Putting it together was relatively easy – I melted the beeswax by placing it in a clean coffee tin submerged in simmering water. Once the beeswax melted, I poured it into a small mason jar and placed it in the hot water to keep it melted while I added the other ingredients. I removed it from the heat and turned my back for a split second…mistake.
Don’t. Turn your back. On baking soda.
Cleanup completed, I poured the mixture into the empty deodorant stick. The plan was to use a vodka toner (brilliant, actually) then apply the deodorant. The toner actually works extremely well – I’ve noticed that I actually stay more odor-free using the vodka alone than when I add the deodorant - which, incidentally, smells like Peppermint Patties due to the tea tree oil and cocoa butter. I think I made the deodorant too beeswax-heavy, so it coats to the point of total insulation and doesn’t allow my lovely pits to breathe.

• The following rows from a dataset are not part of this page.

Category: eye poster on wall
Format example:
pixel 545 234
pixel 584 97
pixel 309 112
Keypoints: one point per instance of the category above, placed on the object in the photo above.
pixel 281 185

This was NOT the case a week ago when I Podcasted with my wonderful Primal Palate friends. At the time – and you may hear this on the podcast – I was feeling pretty optimistic about my “stank.” I thought I was registering a consistent, solid “2″ on the Stank Bomb Scale (sorry, impartial jury – aka – CaveHusband).
Bill, Hayley and I even discussed those disgusting, stinky, oblivious folks at Hot Yoga who smell simply awful and are so completely unaware of it. Have I not actually been setting my mat down next to the stinkiest people in my class for the last 2 weeks? Has that ucky odor been coming from…me?
Am I registering the dreaded “5″ on the Stink Bomb Scale?
With all the Crazy involved in the last few weeks – starting school, finishing the nutrition workshop, and generally keeping up with Life – I’ve been terrible about a very key thing: staying hydrated. Over the next few weeks I’m going to see if that makes a difference, because for me it often does. Meanwhile, has anybody else tried making their own DO? I’m not ready to give up yet.
You better help me out with this…otherwise, I’m bringing my Stink Bomb Scale to your house.